Europa - Das Land hinter den PAL-Bergen
Artikel vom 27.08.2002
Xenogears, Chrono Cross, Final Fantasy Tactics... was haben diese Titel gemeinsam? Genau. Kein Schwein kennt sie in Europa! Nun ja, vielleicht ist das ein wenig übertrieben dargestellt, aber abgesehen von wirklich interessierten Fans, kennt die Spiele kein Durchschnittspieler, also gut und gerne 80%.
Doch woran liegt es, dass Europa solche Perlen vorenthalten werden? Schlechte Luft? Unfreundliche Beamte? So genau kann das glaube ich wohl niemand sagen, weswegen dieses Verhalten japanischer Spieleproduzenten, vor allem RPG-Hersteller, auf ewig ein Buch mit s eben Siegeln bleiben wird.
Konnte man vor einigen Jahren noch das (angeblich) mangelnde Interesse an RPGs ohne großen Namen durchgehen lassen, zieht dieses Argument heute nicht mehr. Etliche Petitionen zeigen, dass große Interesse an diesen Spielen; die Import-Händler machen seit Jahren ein Geschäft mit den NTSC-Versionen besagter Titel, und von den völlig außer Kontrolle geratenen Preisen bei so mancher e-Bay-Auktion möchte ich gar nicht erst anfangen.

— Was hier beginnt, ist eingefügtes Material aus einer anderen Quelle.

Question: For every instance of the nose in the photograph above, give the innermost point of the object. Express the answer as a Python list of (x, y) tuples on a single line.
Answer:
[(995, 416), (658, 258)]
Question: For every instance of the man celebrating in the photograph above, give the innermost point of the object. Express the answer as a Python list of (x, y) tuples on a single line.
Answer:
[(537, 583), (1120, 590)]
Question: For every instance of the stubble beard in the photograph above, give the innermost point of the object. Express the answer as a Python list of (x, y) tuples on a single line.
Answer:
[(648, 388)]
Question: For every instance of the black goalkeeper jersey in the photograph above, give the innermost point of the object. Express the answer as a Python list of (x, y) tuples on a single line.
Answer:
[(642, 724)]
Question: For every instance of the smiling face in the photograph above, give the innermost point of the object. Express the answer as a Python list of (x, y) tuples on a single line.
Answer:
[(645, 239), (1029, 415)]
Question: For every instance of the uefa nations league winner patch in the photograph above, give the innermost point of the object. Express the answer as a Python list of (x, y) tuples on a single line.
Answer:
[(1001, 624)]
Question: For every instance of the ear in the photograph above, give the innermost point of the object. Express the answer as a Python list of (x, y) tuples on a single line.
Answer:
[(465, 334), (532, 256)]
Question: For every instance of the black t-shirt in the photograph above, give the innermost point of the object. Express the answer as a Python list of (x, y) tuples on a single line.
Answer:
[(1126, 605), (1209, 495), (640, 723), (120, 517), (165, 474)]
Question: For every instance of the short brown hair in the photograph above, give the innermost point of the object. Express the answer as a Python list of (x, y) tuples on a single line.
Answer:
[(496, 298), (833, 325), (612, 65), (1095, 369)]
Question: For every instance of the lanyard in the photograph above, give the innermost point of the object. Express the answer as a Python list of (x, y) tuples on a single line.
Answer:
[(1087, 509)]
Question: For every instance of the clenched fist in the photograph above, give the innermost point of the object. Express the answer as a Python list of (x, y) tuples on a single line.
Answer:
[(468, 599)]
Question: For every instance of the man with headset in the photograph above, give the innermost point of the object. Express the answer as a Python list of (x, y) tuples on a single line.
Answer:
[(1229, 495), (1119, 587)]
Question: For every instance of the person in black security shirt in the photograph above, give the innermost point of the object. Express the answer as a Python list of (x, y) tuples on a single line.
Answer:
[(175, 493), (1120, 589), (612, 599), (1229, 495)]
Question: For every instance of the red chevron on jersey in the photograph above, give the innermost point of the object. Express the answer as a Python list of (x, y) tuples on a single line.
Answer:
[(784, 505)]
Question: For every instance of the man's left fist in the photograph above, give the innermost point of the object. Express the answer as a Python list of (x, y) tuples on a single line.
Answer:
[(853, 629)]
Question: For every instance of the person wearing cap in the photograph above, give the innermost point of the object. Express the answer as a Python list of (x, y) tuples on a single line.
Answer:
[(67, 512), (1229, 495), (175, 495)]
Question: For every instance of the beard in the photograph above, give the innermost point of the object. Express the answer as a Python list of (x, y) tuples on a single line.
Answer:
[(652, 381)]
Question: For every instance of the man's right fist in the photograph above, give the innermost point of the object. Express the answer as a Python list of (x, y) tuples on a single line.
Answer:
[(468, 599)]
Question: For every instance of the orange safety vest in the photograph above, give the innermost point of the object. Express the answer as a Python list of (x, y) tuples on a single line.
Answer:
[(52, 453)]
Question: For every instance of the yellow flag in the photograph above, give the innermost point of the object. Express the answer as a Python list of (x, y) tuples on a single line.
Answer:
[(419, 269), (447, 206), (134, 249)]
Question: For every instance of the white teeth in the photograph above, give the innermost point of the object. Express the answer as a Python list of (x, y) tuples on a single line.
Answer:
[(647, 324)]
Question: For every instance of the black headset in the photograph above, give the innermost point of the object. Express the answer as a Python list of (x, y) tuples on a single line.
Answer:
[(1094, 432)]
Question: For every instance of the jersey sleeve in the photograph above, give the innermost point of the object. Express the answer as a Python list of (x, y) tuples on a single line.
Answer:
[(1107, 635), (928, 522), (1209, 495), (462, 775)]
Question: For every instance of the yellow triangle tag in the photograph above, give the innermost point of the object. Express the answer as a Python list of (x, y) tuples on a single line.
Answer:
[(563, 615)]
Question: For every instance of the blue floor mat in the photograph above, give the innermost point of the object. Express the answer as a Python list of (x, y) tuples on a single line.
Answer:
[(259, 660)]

Wieso also werden diese Indizien für ein großes Interesse ignoriert? Auch heute noch hört man in regelmäßigen Abständen von den Pressesprechern die Fabel vom mangelndem Interesse seitens der Spieler, die einhergehen mit zu geringen Verkaufserwartungen, die somit die Kosten für eine Lokalisierung nicht rechtfertigen würden.
Dabei würde sich einige PAL-Spieler schon mit viel weniger zufrieden geben. Einfach den englischen Text lassen und das Spiel an 50-Hertz anpassen (Bitte ohne Balken) und schon sind wieder einige Smilies mehr unter der Bevölkerung. Klar werden wieder einige aufschreien: „Wähhh, ich will deutschen Text“, doch wenn sich erst mal die englischen Versionen festgesetzt haben, und eine bestimmte Anzahl verkauft wurde, lassen sich die Hersteller vielleicht (aber nur vielleicht) bekehren und werden uns in Zukunft etwas großzügiger mit Spielen beschenken.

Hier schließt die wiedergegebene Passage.